L’interview "Prenez-en de la graine" de Celnat
Par Sophie Le vendredi 26 mai 2023
On se dit tout ! Qui êtes-vous ? D’où venez-vous ? Que faites-vous ?
Bonjour, je suis Judicäel, nutritionniste de formation.. Faire de la nutrition son métier n’était pas évident il y a 15 ans. À l’époque, il n’y avait pas d’informations nutritionnelles comme aujourd’hui sur les emballages, ce n’était pas obligatoire.
Ensuite, j’ai saisi l’opportunité de rejoindre Celnat, ce qui présentait pour moi 2 avantages :
Pouvoir prendre en charge le développement du produit dans son intégralité, de la matière première agricole jusqu’au conditionnement et surtout une totale délivrance du point de vue de la cohérence avec mes convictions. Quand j’ai choisi à l’âge de 10 ans d’être végétarien, j’ai dû faire face à une grande incompréhension de la part de ma famille, mais aussi à l’école. Chez Celnat, c'est dans l’ADN de l'entreprise d’être végétarien.
Celnat a été créée en 1979 par les frères Celle, c’est la contraction de “Celle” et “nature”. Jean Celle incarne l’âme de l’entreprise. Militant du bio, c’est une personne pleine de valeurs qui a continué à militer bien après la création de l’entreprise, allant jusqu’à participer à des manifs anti-barrage avec le camion Celnat ! (rires)
Aux prémices de ce qu’allait devenir l’agriculture bio, avec une approche holistique, il a découvert la macrobiotique. C'est ce qui a guidé la création de Celnat sur une alimentation pour la santé de l’Homme. Cette macrobiotique implique une alimentation essentiellement basée sur le végétal et a fortiori sur les céréales complètes.

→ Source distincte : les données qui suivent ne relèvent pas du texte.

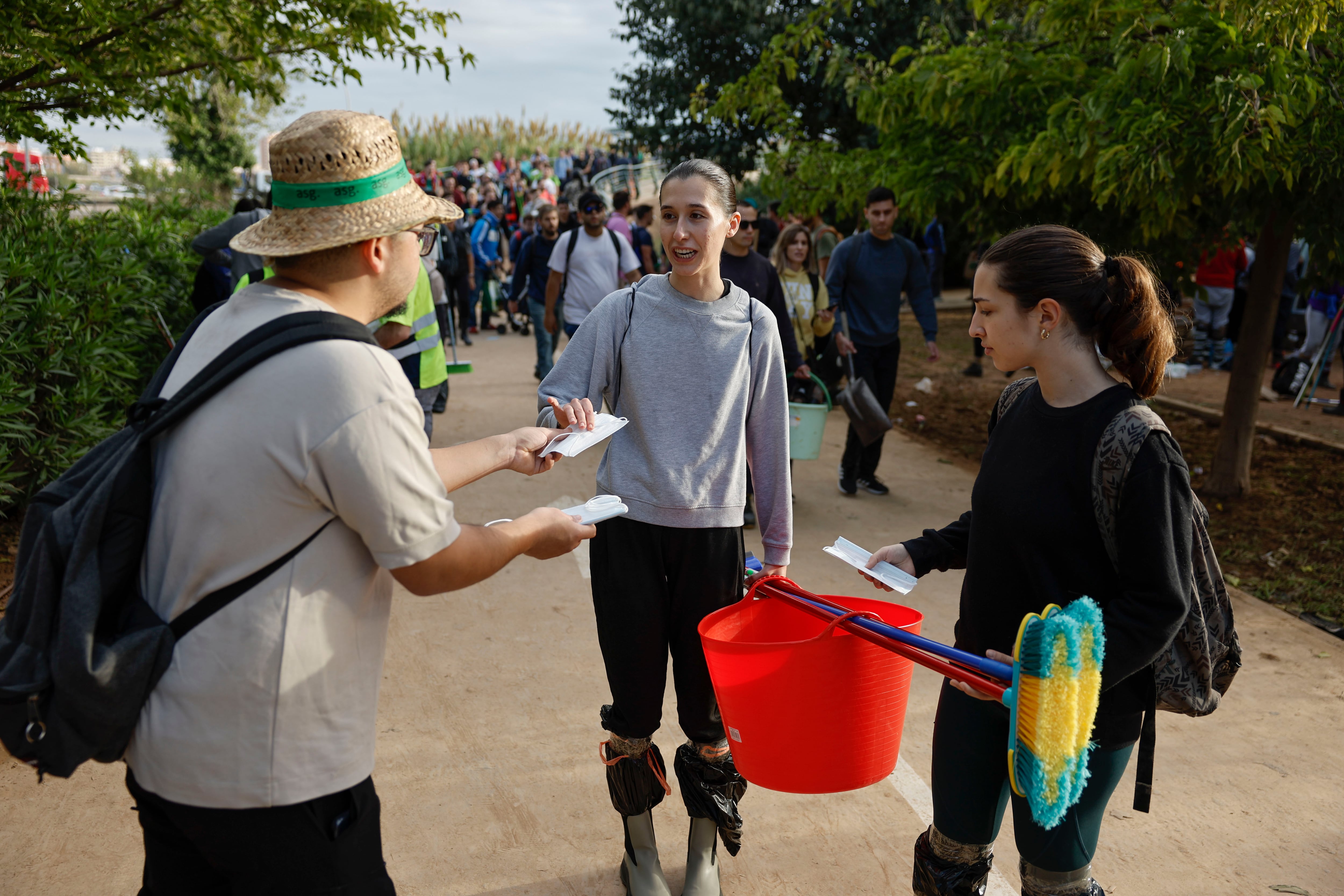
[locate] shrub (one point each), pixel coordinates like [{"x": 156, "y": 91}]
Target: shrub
[{"x": 80, "y": 300}]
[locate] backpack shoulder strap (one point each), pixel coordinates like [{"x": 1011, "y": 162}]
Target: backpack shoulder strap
[
  {"x": 160, "y": 377},
  {"x": 217, "y": 601},
  {"x": 1011, "y": 393},
  {"x": 269, "y": 339},
  {"x": 1116, "y": 453}
]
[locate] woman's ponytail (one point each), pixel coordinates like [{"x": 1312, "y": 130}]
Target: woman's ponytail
[
  {"x": 1136, "y": 332},
  {"x": 1111, "y": 301}
]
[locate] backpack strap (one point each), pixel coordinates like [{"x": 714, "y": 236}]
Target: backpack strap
[
  {"x": 1011, "y": 393},
  {"x": 256, "y": 347},
  {"x": 1116, "y": 453},
  {"x": 217, "y": 601}
]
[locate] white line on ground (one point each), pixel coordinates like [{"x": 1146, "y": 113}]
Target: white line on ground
[{"x": 916, "y": 792}]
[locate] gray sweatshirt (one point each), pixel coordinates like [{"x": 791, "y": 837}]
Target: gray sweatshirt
[{"x": 699, "y": 412}]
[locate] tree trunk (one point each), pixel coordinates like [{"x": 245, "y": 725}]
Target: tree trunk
[{"x": 1232, "y": 473}]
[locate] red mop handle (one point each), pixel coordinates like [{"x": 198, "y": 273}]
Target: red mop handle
[{"x": 956, "y": 673}]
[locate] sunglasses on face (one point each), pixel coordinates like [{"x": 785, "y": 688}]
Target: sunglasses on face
[{"x": 427, "y": 238}]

Robert Celle, quant à lui, était le gestionnaire, l’homme de terrain. À l’époque où il travaillait dans le moulin familial, Robert avait déjà constaté la dérive naissante de l’agriculture. Robert et Jean ont été visionnaires. Ils ont décidé de créer ensemble une minoterie différente, qui serait consacrée à des produits plus vertueux, d’un point de vue environnemental et nutritif, quitte à aller à contre-courant de l’essor de l’industrialisation.
Aujourd’hui Celnat compte 65 employés et appartient au groupe suédois MIDSONA, acteur majeur du bio dans les pays nordiques. Pour autant, on a gardé la structure d’une PME : les équipes sont microscopiques, donc on a beaucoup d'interactions entre nous.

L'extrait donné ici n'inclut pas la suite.